Aqui convido o leitor a se unir a mim nesse posto de sentinela, para que possamos olhar para a realidade a partir do alto, distante e imerso ao mesmo tempo, na posição de espectador e partícipe. Da única forma possível, a partir do ponto de vista contracolonial, que tanto nos ensinou Nêgo Bispo, que ancestralizou dia 03 de dezembro último. Nêgo Bispo revelou o inestimável saber das comunidades tradicionais, sua cosmovisão e as potencialidades de transformação que carregam. Minha escolha de referencial não é casual, esse que vos fala realmente crê que as problemáticas da nossa sociedade não podem encontrar solução no mesmo arcabouço teórico que gerou as contradições que vivemos. Sim, precisamos estudar Aristóteles, Platão, Marx, Descartes, Agostinho, Freud, Foucault, Sartre, Baumann, Hobsbawm, etc. Mas é muito limitante acreditar que apenas homens de origem europeia possam apresentar análise e prognósticos para um mundo que é muito maior do que a lente do pensamento ocidental pode se propor a observar.
Sobre o ocidente, cabe um esclarecimento. O chamado “mundo ocidental”, tal como definido por Samuel Huntington, compreende apenas parte da Europa, Estados Unidos, Canadá, Austrália e Nova Zelândia. Ou seja, aqueles que ditam o que seriam História, Ciência, Filosofia, Arte universais. A bem dizer, toda a humanidade. Gostaria de lembrar que não fazemos parte da definição citada, mesmo no sul do Brasil. A História perdoa os vis, mas é impiedosa com os ignorantes. Um dos nossos maiores erros enquanto nação é não reconhecermos nossa formação profundamente negra e indígena. Não apenas não reconhecemos, desprezamos conhecimentos, tecnologias e a filosofia que emanam dessas riquíssimas fontes.
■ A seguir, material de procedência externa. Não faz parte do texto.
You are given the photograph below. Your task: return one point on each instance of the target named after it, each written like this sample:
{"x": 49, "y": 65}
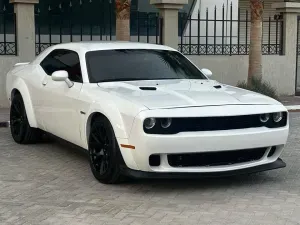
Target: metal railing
{"x": 8, "y": 37}
{"x": 227, "y": 33}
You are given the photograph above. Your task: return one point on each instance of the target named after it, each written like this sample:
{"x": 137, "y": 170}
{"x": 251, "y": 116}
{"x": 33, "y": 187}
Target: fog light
{"x": 264, "y": 118}
{"x": 166, "y": 123}
{"x": 149, "y": 123}
{"x": 277, "y": 117}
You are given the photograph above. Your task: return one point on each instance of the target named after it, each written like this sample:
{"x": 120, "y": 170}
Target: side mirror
{"x": 62, "y": 75}
{"x": 206, "y": 72}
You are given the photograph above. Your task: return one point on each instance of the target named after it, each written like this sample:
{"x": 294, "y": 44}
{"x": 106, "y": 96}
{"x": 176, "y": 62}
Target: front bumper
{"x": 202, "y": 141}
{"x": 169, "y": 175}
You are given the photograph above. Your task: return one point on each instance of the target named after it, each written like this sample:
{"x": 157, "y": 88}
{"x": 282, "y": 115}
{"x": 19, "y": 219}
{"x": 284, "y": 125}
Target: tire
{"x": 20, "y": 129}
{"x": 104, "y": 152}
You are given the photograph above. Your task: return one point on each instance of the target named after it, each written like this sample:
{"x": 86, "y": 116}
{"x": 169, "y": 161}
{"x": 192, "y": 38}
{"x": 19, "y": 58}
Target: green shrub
{"x": 259, "y": 86}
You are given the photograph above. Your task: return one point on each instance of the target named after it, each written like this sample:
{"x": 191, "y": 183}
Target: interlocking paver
{"x": 51, "y": 183}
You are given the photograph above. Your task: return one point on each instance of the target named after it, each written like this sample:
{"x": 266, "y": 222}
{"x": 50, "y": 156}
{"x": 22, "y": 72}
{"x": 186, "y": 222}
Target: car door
{"x": 60, "y": 108}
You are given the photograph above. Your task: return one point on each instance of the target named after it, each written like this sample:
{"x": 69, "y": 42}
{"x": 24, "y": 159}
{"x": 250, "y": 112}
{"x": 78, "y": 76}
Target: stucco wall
{"x": 279, "y": 71}
{"x": 6, "y": 63}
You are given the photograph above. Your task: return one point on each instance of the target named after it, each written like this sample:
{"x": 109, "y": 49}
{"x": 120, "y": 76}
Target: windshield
{"x": 139, "y": 64}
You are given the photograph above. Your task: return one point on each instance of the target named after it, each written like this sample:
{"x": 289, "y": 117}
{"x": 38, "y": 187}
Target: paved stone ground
{"x": 51, "y": 183}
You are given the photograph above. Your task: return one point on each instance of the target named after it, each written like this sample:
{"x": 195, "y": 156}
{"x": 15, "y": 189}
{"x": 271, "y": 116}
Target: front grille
{"x": 193, "y": 124}
{"x": 223, "y": 158}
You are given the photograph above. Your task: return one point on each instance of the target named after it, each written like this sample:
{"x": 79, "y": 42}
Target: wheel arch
{"x": 20, "y": 87}
{"x": 119, "y": 129}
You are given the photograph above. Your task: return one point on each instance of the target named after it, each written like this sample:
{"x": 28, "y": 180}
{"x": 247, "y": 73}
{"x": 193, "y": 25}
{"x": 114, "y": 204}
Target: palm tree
{"x": 123, "y": 20}
{"x": 255, "y": 53}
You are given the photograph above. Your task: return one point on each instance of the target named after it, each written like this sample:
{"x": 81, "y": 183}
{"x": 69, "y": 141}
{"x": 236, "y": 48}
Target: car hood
{"x": 162, "y": 94}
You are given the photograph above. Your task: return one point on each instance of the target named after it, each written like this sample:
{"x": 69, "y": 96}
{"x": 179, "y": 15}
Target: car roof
{"x": 109, "y": 45}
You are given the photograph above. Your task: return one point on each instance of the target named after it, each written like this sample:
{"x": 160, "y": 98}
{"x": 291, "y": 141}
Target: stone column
{"x": 290, "y": 11}
{"x": 25, "y": 28}
{"x": 169, "y": 14}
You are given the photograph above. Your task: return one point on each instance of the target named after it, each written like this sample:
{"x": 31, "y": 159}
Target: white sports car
{"x": 144, "y": 110}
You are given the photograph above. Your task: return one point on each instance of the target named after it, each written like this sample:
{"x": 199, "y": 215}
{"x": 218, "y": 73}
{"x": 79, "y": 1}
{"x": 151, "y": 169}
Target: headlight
{"x": 149, "y": 123}
{"x": 264, "y": 117}
{"x": 166, "y": 123}
{"x": 277, "y": 117}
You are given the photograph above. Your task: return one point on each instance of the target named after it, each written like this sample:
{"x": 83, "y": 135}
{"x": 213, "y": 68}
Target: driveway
{"x": 51, "y": 183}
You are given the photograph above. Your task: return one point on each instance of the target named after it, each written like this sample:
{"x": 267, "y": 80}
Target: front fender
{"x": 121, "y": 120}
{"x": 20, "y": 85}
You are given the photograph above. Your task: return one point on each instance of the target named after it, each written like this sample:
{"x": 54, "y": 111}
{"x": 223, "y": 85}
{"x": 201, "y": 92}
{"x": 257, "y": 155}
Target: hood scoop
{"x": 148, "y": 88}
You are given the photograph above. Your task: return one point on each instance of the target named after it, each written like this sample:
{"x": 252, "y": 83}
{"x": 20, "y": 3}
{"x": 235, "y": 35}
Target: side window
{"x": 63, "y": 60}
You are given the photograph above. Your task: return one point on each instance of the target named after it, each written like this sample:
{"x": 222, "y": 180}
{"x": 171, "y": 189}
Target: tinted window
{"x": 63, "y": 60}
{"x": 139, "y": 64}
E o que Porto União da Vitória tem a ver com tudo isso? Eu responderia que aqui é o lugar em que percebi essas contradições de forma mais evidente. As Cidades Gêmeas se percebem enquanto europeias, em sua memória, tradições e festas. Mas a vida cotidiana diz o contrário. O território em que estamos foi palco do Contestado, conflito que exterminou e expulsou os povos caboclos da região por onde passa a linha de trem. Povos inimigos do “progresso”, ao mesmo tempo em que se dava um processo de branqueamento em todo o território nacional. Não nos furtemos de lembrar que os colonos que aqui chegaram tinham apoio do governo federal, muitas vezes na forma de terras e/ou garantia de trabalho. Serviriam para trazer a pureza e a civilidade do povo europeu, contra os mestiços, negros e indígenas que seriam os culpados pelo atraso brasileiro. Acontece que os problemas mais agudos que enfrentamos, a exploração, desigualdade, violência e mudanças climáticas são fruto da ideia de desenvolvimento e civilidade presentes na ideia de sociedade do Ocidente, que teimamos em imitar ainda hoje.
A presente coluna tem como objetivo questionar esses paradigmas e servir de convite para descobrirmos o que nos faz únicos e, ao meu ver, promissores enquanto país. Nossos povos originários, herança africana e mestiça, além da contribuição europeia, são os elementos que compõem o caldeirão cultural do Brasil e, acredito, nossa maior esperança de prosperar como civilização. Enxergo essa complexidade na forma de falar, nos ritos, rezas, crenças, religiosidade e cultura da região de maneira geral. Nos falta perceber que o Contestado é Canudos, que temos quilombos nas periferias da cidade e que nossos hábitos são caboclos, apenas a partir daí teremos identidade própria e qualquer esperança de emancipação.